Marinetti was a poet, but his influence was on the visual arts as much as literature. He inspired the architect Antonio Sant’Elia to dream up soaring, multi-level cities built over the new infrastructure of transport, wielding what he called “dynamic” shapes with “an emotive power a thousand times greater than perpendiculars and horizontals.” Although he died in the First World War at the age of only 28, Sant’Elia’s unbuilt visions provided a rich source of ideas for 20th-century architects, Le Corbusier and Richard Rogers included.
The influence of speed in architecture takes at least two forms. One is the design of structures that serve fast-moving machines, such as airports, or Fiat’s wonderful Lingotto factory in Turin of 1928, which was built with a test track on the roof. The other is the design of buildings that seek to borrow the glamour of speed by emulating the look and logic of planes and cars. Buildings, with a few exceptions, don’t move. They have no practical need for speed.

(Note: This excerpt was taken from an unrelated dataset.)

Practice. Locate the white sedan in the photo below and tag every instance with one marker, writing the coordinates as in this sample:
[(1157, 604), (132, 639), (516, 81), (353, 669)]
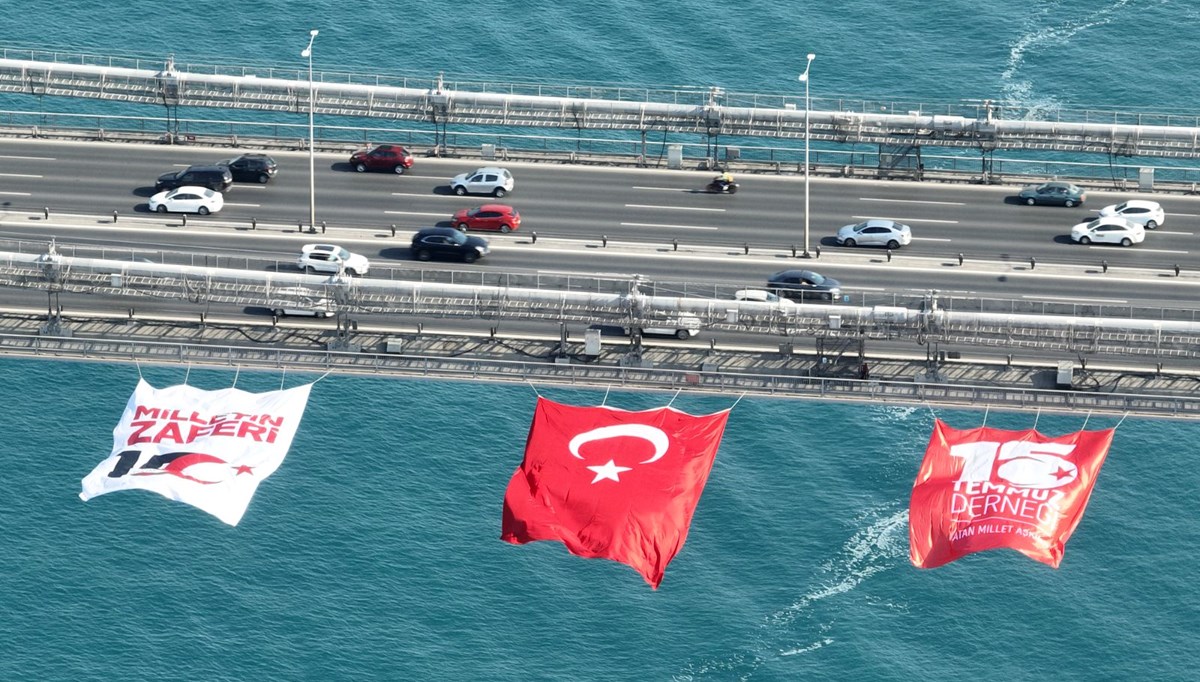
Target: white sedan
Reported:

Yet for that very reason the imagery of fast-moving vehicles has an allure for architects. They offer the romance of escape from their static and earth-bound profession. There can also be enviable clarity and inventiveness in the design of planes, trains and automobiles – the demands of performance and efficiency leave little room for superfluity. The design of buildings is a muddier, less precise, less focused business. The design of cars, wrote Le Corbusier in Towards an Architecture in 1923, involves “a search for beauty and harmony outside of brute practical fact,” which he compared to the evolution of ancient Greek temples towards ever-greater perfection. The buildings he designed were complex fusions of historic and sometimes primitive inspirations with the industrial and the technological, of the Parthenon with grain silos, bridges and ocean liners. They can be weighty as well as soaring.
The proponents of “streamline modern”, a version of Art Deco that flourished in the 1930s, were more explicit in their pursuit of the look of speed: they styled cinemas, factories, Greyhound bus stations and private homes with curves and horizontal lines derived from the aerodynamic forms of moving machines. Architects of the British high-tech movement would, from the 1960s onwards, produce their own interpretations of the technology of speed. Norman Foster, an enthusiastic pilot of planes, helicopters and gliders, would strive to translate their lightweight structures into buildings.
The media centre at Lord’s cricket ground
Future Systems, founded by an ex-employee of Foster, Jan Kaplický, went to another level, and designed buildings based on the capsules and satellites of space exploration. They went mostly unrealised until he and his partner Amanda Levete designed, somewhat improbably, the media centre at Lord’s cricket ground. Its UFO shape, built with the help of yacht-building techniques in the late 1990s, is now an international landmark of the sport.
It’s paradoxical to adapt the forms devised for zero gravity to earthbound buildings, just as it is to shape unmoving structures as if they were travelling at hundreds of miles per hour. It’s illogical to apply the rigorous logic of speed to immobile objects. But to criticise speed-inspired architecture for these reasons is to miss the point. It’s a fantasy, but a powerful one, that helped architects to design some of the most arresting buildings of their time.